District Health Boards (DHBs) are being forced to reshuffle rosters to give 120 doctors time off to resit a test after a fault with the online system meant some couldn't finish.
Doctors wanting to specialise as physicians sat the day-long theoretical component on Monday along with their Australian counterparts.
But a fault in the annual test locked some candidates out and now everyone will resit a paper-based test next Friday, the New Zealand president of the Royal Australasian College of Physicians said.
It affected 11 doctors at Christchurch Hospital - nine from the Department of Medicine and two paediatric registrars, said chief of medicine Dr David Smyth.
Although people call them junior doctors, they were more senior that some would think, he said.
"They have a good deal of autonomy - they look after patients under supervision on the wards, but they're left to get on with tasks."
Many of the doctors were rostered on for the resit date - 2 March - which would now have to be shuffled, he said.
"We'll have other registrars - senior doctors will have to cover them.

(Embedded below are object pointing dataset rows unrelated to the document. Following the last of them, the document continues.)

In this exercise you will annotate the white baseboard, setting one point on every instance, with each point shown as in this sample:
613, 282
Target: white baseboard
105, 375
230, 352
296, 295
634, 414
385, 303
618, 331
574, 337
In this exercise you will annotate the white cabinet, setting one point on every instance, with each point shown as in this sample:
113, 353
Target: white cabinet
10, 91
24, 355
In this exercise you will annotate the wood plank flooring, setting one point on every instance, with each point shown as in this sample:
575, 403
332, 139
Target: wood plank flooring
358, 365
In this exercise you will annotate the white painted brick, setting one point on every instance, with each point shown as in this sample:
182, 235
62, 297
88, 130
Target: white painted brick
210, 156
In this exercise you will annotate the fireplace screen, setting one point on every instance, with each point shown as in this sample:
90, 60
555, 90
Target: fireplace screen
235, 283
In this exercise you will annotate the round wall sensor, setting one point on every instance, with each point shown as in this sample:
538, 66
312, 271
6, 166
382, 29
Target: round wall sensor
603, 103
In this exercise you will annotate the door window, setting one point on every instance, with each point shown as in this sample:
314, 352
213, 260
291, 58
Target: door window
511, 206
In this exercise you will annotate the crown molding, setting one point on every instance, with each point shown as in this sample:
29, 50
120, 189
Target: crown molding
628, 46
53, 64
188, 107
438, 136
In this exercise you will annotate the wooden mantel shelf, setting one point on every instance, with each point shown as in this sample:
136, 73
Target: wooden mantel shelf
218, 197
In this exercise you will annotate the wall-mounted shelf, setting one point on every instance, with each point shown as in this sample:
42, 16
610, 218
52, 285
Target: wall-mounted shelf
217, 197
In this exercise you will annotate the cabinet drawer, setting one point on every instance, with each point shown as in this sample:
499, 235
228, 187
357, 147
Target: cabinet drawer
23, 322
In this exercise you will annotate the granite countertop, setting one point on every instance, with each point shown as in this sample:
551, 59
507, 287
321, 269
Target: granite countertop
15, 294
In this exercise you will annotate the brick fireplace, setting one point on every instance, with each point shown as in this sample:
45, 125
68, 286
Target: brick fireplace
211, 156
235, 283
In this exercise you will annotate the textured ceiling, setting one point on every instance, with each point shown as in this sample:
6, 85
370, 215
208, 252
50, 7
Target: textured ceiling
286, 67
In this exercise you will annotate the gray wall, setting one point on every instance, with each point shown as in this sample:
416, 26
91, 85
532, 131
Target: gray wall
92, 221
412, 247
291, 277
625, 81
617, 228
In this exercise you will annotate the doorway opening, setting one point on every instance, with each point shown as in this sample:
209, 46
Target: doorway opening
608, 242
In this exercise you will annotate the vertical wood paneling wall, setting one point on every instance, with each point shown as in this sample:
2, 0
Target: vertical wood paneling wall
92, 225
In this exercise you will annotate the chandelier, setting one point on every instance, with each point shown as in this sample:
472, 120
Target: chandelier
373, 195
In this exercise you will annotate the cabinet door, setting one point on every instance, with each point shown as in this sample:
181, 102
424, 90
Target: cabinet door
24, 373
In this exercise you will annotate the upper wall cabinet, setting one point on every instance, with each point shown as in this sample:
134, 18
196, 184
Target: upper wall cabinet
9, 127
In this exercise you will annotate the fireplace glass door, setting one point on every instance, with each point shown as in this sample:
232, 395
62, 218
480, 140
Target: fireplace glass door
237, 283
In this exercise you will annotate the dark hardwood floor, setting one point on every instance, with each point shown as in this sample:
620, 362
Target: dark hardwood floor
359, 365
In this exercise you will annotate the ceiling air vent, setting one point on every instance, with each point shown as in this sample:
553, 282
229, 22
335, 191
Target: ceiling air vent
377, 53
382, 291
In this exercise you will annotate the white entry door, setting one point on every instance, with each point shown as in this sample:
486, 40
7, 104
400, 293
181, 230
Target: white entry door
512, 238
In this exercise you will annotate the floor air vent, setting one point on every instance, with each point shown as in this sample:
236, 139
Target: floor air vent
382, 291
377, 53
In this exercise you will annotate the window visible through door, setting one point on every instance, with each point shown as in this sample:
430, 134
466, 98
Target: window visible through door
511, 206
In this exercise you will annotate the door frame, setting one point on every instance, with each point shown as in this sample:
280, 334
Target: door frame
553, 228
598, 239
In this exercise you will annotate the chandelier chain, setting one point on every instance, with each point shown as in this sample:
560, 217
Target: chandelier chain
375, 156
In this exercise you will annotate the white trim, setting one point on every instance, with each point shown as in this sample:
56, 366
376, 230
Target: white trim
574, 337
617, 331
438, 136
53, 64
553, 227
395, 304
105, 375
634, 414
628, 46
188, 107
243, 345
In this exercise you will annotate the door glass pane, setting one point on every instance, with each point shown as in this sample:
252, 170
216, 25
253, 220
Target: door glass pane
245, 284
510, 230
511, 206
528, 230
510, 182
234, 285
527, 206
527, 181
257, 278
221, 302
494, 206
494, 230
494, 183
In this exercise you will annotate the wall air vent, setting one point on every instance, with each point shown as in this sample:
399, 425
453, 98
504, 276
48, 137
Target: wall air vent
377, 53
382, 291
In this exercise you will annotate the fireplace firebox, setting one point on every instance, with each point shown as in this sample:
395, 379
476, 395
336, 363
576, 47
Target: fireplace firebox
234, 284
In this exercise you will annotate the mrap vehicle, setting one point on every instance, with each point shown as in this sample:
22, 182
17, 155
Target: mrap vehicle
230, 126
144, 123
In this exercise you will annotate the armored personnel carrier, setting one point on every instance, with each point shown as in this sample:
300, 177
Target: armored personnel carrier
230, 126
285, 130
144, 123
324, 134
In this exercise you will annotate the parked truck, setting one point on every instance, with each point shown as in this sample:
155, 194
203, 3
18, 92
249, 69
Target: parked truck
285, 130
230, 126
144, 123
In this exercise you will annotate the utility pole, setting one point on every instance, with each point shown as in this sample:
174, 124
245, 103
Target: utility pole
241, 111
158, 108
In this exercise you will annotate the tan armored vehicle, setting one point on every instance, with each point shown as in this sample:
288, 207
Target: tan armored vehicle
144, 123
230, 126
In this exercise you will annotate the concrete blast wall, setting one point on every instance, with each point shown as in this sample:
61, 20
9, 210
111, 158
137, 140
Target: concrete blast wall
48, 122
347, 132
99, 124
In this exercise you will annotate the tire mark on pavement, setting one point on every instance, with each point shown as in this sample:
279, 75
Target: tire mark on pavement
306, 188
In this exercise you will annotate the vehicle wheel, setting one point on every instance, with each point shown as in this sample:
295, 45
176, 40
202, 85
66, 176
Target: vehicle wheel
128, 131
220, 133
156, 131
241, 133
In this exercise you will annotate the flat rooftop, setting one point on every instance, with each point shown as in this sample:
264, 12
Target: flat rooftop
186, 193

"We're hoping that it won't affect clinic appointments but of course in theory it could do, these people do clinics as well," Dr Smyth said.
"It requires a lot of shuffling to get by."
But any affected patients would be notified, he said.
It was "certainly a fiasco" but if staff needed extra study leave then the Canterbury DHB would go out of its way to provide it, he said.
Waikato DHB had 12 registrars needing to resit and Counties Manukau would not state how many they had.
The three DHBs said they would work with their staff to make sure they were supported and their shifts were covered.